What cssUnit is not.

cssUnit is not a number of things - I thought I would just mention the ones I did not mean it to be

Not cross-browser tested - although in principle it should be easy to make cross browser - it is not - not yet anyway - if it proves to be useful, then perhaps there is a case for making it cross-browser

Not beta - cssUnit is not by any means complete, and is as expressed before is more of an experiment, I have only coded for the scenarios I thought of, I’m sure there are better ways of doing this, but this is at least a starting point to explore how it might be done.

Not a service - lots of testing platforms have become services recently, but this is not currently my aim. There are many directions this could take, at the moment I’m not sure making it a service is the correct path.

Not easy - like all unit testing, cssUnit takes time to set up and implement in the beginning. The hope is that in the long term it saves you more time than it costs. It is also dependant on you having a strict style guide - with out standardisation in your design, cssUnit becomes useless.

Seeking the perfect build process.

Monday, May 4th, 2009

I am currently working on a project with a continuously integrating multi-stage build process.

Every time you commit a new build gets triggered and flows down the pipeline of testing stages. Problem is it doesn’t work very well.

One of the primary problems is that the tests getting run seem to be incredibly brittle and unstable which causes a lot of broken builds. Which in turn prevents people checking in. Which in turn creates a backlog of checkins. Which results in people forgetting what the code they need to  check in does. Which results in more broken builds. Which results in a myriad of other problems, including people losing code so massive wastage. Very un-lean.

So the process is broken. The solution is  that a broken build shouldn’t stop other developers working.

How do we implement this?

Well, one suggestion is that we have an automated revert process that every time a build fails, it automatically reverts to the last good build. This works in principle - a developer commits, it breaks the build, the build reverts, the next developer checks in, the broken build commit gets pushed to the back of the queue & creates an incentive to checkin working code.

However in reality, the build is not a instantaneous process. It takes around 15 minutes to get through all the various stages in the process. Arse.

This means the above scenario actually results in: Developer checks in broken code, build runs, meanwhile another developer checks in working code that requires some bit of broken code, build fails, build reverts, next checking code also fails as requires reverted code. Everyone stabs each other in the face.

So, how do we solve this?

Well, lets create an analogy, if we look at the build like it is a lego brick wall, and each commit is a new brick in the wall. So someone clicks on a brick which is unstructually sound. What are the other brick layers doing?

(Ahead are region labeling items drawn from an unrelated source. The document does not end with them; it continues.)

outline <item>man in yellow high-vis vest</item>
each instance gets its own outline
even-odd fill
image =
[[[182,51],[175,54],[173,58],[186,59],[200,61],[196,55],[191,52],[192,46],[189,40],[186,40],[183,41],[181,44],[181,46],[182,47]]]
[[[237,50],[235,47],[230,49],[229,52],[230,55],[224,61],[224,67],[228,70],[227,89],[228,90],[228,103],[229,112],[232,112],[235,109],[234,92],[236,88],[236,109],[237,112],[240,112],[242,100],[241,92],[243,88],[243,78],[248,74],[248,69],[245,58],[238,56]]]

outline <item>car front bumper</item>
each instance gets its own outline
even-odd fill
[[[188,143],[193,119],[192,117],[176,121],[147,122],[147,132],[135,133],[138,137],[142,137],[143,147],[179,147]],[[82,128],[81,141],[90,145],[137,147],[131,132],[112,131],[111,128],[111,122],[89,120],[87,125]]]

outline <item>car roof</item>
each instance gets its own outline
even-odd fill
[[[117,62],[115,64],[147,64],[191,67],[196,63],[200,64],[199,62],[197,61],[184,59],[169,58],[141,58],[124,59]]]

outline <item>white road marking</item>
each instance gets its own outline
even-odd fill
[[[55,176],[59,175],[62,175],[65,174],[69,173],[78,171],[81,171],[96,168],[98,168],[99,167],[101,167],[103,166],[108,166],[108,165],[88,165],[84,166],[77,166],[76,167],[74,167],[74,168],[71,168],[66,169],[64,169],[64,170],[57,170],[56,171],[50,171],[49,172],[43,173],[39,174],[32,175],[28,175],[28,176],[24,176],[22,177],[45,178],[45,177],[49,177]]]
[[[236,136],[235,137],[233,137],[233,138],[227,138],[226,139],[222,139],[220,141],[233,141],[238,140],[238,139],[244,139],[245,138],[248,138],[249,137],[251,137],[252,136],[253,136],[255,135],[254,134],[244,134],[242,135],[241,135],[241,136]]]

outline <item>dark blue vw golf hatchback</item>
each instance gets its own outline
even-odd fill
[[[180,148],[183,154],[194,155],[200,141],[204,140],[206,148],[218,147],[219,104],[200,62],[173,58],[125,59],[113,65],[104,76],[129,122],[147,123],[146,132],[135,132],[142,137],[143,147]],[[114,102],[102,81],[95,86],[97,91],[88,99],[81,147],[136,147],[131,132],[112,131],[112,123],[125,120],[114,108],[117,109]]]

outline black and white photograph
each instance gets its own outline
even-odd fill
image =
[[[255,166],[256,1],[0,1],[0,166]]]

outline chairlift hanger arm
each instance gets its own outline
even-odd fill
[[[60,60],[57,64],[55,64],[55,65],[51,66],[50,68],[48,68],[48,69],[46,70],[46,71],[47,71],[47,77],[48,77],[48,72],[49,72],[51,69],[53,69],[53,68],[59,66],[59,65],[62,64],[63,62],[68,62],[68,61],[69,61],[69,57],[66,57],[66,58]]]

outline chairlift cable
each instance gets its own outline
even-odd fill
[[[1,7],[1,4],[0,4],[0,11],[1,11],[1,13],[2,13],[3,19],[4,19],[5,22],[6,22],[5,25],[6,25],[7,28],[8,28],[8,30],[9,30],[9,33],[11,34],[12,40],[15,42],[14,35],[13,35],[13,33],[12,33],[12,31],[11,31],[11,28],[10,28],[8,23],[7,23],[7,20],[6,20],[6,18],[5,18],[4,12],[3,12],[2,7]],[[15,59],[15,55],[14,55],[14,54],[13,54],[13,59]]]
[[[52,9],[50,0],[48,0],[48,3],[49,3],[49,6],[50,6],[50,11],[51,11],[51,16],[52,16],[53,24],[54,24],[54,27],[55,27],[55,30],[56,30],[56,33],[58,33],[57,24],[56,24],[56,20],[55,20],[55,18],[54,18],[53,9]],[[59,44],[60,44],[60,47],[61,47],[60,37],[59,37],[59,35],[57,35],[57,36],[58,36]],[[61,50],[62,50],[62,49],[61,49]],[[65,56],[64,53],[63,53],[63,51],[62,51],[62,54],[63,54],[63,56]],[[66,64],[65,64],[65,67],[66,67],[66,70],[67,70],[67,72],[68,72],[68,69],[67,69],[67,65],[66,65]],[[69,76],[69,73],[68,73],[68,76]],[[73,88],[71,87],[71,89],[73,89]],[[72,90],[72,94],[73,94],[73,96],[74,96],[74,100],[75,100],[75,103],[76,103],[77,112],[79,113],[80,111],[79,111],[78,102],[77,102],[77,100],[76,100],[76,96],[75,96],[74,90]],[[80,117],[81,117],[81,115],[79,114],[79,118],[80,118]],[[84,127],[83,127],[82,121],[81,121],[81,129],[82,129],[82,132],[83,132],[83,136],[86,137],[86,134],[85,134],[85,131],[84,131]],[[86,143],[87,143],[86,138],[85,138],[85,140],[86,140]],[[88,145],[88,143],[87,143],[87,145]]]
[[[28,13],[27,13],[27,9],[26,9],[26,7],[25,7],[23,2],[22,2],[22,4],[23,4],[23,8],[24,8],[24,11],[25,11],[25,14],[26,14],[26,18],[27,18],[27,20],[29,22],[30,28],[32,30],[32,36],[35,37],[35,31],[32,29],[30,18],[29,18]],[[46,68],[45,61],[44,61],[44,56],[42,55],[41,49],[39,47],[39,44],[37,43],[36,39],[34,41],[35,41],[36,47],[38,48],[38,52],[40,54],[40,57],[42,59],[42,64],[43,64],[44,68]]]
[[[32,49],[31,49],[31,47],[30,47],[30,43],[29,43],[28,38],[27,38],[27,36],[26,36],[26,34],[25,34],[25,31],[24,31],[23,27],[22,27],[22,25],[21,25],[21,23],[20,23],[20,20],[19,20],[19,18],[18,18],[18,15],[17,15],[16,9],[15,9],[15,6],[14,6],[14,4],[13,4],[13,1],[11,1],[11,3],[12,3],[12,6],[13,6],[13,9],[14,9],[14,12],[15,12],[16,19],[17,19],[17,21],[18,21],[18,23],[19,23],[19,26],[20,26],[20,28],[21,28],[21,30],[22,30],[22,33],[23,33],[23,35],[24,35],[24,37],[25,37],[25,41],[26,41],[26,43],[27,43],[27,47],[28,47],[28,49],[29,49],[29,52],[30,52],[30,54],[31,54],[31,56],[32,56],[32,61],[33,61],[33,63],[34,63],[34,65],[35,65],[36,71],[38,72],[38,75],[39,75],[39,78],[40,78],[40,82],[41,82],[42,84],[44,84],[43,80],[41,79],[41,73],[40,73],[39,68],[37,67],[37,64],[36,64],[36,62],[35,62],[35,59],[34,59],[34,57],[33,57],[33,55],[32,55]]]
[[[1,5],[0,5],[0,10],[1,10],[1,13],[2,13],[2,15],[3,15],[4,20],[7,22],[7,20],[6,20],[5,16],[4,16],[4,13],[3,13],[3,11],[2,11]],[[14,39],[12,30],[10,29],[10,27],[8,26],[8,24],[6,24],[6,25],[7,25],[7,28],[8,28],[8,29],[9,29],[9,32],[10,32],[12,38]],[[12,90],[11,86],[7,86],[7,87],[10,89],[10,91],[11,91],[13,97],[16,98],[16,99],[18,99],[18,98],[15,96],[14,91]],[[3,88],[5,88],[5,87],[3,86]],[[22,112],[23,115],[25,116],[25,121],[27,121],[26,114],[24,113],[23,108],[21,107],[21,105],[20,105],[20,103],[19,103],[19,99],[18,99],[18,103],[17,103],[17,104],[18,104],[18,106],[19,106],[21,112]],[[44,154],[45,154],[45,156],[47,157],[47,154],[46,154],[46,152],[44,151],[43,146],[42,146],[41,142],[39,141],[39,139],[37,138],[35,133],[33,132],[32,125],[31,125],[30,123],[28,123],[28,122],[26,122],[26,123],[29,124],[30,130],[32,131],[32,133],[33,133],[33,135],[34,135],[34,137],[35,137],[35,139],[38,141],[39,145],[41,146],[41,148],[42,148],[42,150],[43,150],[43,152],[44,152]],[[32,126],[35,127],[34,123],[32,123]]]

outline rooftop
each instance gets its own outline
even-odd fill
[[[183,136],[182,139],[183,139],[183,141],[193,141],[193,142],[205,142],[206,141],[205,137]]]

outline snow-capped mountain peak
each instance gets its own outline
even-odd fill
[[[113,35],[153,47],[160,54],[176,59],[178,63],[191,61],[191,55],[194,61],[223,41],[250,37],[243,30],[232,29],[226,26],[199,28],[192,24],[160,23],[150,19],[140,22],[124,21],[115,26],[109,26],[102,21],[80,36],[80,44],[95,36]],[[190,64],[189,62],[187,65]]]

Well, some of them are working on the adjacent walls, and their brick work is unaffected by removing the broken brick, so their bricks should remain unchanged as long as they don’t sit upon the broken brick or any of the bricks that were installed at the same time as the broken brick.

Bricks that were built on top of the broken brick or any of the bricks installed at the same time as the broken brick, well, they’re fucked.  Because it’s Lego, you can’t just slide out the broken brick and replace it, you have to dismantle the wall and take out any bricks above it in order to replace the broken brick, which results in a large number of angry brickies f’ing and blindin’ and going off to read the sun and get a bacon sandwich.

So one way to fix this is to change the build process. Instead of letting people build on top of other bricks before they’re checked for stability, you take their bricks and hold them until the bricks they rely on have been checked, then if the parent bricks are safe, the dependant bricks are put on and checked themselves. If further bricks are put on then they are put in the dependant queue and checked in turn.

Voila, you have a smooth parallel build process.